Monday, 8 June 2009

Sum, sum, summer summer murder

It is becoming normal to carry a knife if you're a young person. This is according to a report by the House of Commons Home Affairs Committee, which highlighted the "arms race" that exists between rival gangs in Britain.

Nowhere is this more prevalent than London, where 22 people under the age of 20 were stabbed to death last year. The latest fatality was 17-year-old Jahmal Mason-Blair, a promising footballer, who was stabbed in the neck in Hackney last month.

Mason-Blair was the ninth teenager to die violently in the capital in 2009.

While examples like this seem to come around with alarming regularity, you only need to scratch the surface to begin to understand the scale of the problem.

There were 4,786 reported knife crimes in the UK in 2007-08, which amounts to nearly seven attacks every day (a knife crime is one that involes a knife being produced - it does not have to be used).

This is 42 per cent increase from the number of incidents reported in 1996-97.
Why the pretty canal scene above? This is Regent's Canal, one of east London's most tranquil locations.

Yet the city turns its back to the waterway. While this is attractive for cyclists and walkers, it can also encourage a breeding ground for unrest under the cover of darkness.
Earlier this month, eight teenagers were arrested following the stabbing of a 15-year-old male.

The schoolboy was found bleeding in Palmer's Road, which runs alongside the canal.
Two main points.

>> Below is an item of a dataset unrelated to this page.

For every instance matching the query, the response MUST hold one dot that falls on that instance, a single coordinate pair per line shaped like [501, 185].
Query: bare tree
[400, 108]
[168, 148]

Firstly, knife crime is confined to deeply urban areas - this is not a problem that will spread to surburbia, spa towns or the Welsh valleys.

Secondly - and this is in spite of the Metropolitan Police reporting a fall in knife crime - the issue will continue to raise its ugly head in our cities until possession of a blade carries a mandatory punishment.

Until then, there is very little deterrent.